Anti-Inflammatory Drugs That May Reduce Opioid Burden
According to the Centers for Disease Control and Prevention (CDC), overdoses from opioids, a potent yet highly addictive class of pain medications, are a leading cause of injury-related death in the United States.1 Alternative types of pain medications that don’t carry as high a risk of addiction and overdose as opioids may help alleviate this opioid crisis. One such class of medications is anti-inflammatory drugs, which range from over-the-counter medications such as aspirin and ibuprofen to prescription-strength drugs and corticosteroids.2 Because inflammation is a major factor in the development of acute and chronic pain,3 anti-inflammatory drugs are a promising area of investigation for treating a wide range of pain types while also reducing the opioid burden.
A study recently published in the journal Pain Management4 illustrates how anti-inflammatory drugs may catalyze a shift away from opioids. Adults undergoing posterior spine surgery were divided into two groups: one received N-acetylcysteine (NAC), a powerful anti-inflammatory drug used to treat certain types of poisoning, after undergoing surgery, while the other group received a placebo. Patients given NAC took 16–22% fewer opioids compared to individuals in the placebo group. They also took longer to request pain medications after surgery and reported lower pain scores in the first two days after surgery. Although the study involved a small number of participants, it suggests that anti-inflammatory drugs can directly reduce opioid burden in the postoperative setting.
Anti-inflammatory drugs, in certain combinations and dosages, may be just as effective in reducing pain as opioids. In a 2013 analysis of evidence-based reviews, researchers writing in the Journal of the American Dental Association found that a combination of the anti-inflammatory medications ibuprofen and N-acetyl-p-aminophenol is safer and can provide greater analgesia, or pain relief, than opioids for acute postoperative dental pain from dental procedures such as third molar extraction (also known as wisdom teeth).5 A combination of ibuprofen and acetaminophen was, surprisingly, a potentially more effective analgesic for dental pain than opioids such as oxycodone and Percocet (the latter of which is a combination of oxycodone and acetaminophen).
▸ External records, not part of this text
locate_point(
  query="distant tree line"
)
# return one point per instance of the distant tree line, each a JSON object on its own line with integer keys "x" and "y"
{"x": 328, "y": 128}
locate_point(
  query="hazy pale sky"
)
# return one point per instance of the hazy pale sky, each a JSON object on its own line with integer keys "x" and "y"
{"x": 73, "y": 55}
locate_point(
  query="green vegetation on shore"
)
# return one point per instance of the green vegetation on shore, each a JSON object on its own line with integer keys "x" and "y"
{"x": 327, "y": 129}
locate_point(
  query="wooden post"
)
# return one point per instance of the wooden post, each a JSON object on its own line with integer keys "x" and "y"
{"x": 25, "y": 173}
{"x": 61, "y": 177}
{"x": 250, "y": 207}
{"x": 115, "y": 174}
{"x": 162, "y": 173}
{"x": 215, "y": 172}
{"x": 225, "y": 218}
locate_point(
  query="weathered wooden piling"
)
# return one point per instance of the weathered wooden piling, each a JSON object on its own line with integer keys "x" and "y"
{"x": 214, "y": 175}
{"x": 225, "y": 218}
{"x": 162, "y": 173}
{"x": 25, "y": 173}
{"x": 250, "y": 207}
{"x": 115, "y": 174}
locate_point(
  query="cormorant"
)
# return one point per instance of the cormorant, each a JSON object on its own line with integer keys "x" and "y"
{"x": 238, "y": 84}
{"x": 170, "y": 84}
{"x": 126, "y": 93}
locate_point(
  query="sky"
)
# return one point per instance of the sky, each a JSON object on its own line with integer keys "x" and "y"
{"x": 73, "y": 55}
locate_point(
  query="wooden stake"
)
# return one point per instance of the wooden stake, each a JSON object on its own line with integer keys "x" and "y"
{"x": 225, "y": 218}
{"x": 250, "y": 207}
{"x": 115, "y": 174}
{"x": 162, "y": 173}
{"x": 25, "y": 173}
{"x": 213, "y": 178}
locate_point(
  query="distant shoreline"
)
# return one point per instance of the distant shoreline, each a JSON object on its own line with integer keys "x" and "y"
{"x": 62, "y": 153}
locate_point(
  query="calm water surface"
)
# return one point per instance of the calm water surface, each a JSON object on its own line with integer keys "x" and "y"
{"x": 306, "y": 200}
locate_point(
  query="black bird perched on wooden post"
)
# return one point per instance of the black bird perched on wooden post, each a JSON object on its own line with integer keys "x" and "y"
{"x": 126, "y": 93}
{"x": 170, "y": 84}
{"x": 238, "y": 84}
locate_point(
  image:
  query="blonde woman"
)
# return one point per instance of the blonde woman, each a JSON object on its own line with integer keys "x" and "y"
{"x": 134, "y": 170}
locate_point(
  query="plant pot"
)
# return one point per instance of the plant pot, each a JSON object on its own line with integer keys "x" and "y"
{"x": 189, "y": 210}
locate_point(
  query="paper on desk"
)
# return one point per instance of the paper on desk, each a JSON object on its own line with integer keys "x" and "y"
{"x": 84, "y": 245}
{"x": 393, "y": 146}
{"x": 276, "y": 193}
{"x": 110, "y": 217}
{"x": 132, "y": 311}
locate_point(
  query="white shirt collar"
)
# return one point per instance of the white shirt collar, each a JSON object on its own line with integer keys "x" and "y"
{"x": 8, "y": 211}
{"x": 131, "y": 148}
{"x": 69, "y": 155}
Non-steroidal anti-inflammatory drugs (NSAIDs) hold their own against opioids in other pain areas. In a randomized clinical trial of 240 patients with chronic back pain or hip or knee osteoarthritis pain, opioids did not result in significantly better outcomes regarding the impact of pain on functioning, pain intensity, and adverse effects.6
Though NSAIDs are non-addictive, mostly owing to their lack of psychoactive effects, they carry other risks. High doses of NSAIDs can cause bleeding, liver poisoning, renal damage, and stroke.7 NSAIDs have been associated with an increased risk of thrombotic (coagulation or clotting) cardiovascular events, even with use of less than one week.8 In a 2017 study, all NSAIDs were found to be associated with an increased risk of acute myocardial infarction.9 While anti-inflammatory drugs may be on the whole safer than opioids and can help reduce the burden of opioid use and addiction on the public health system, it is important for patients to understand the risks associated with these drugs and follow the instructions of medical professionals when taking them.
References
1. Understanding Drug Overdoses and Deaths | Drug Overdose | CDC Injury Center. https://www.cdc.gov/drugoverdose/epidemic/index.html (2023).
2. NSAIDs. nhs.uk https://www.nhs.uk/conditions/nsaids/ (2017).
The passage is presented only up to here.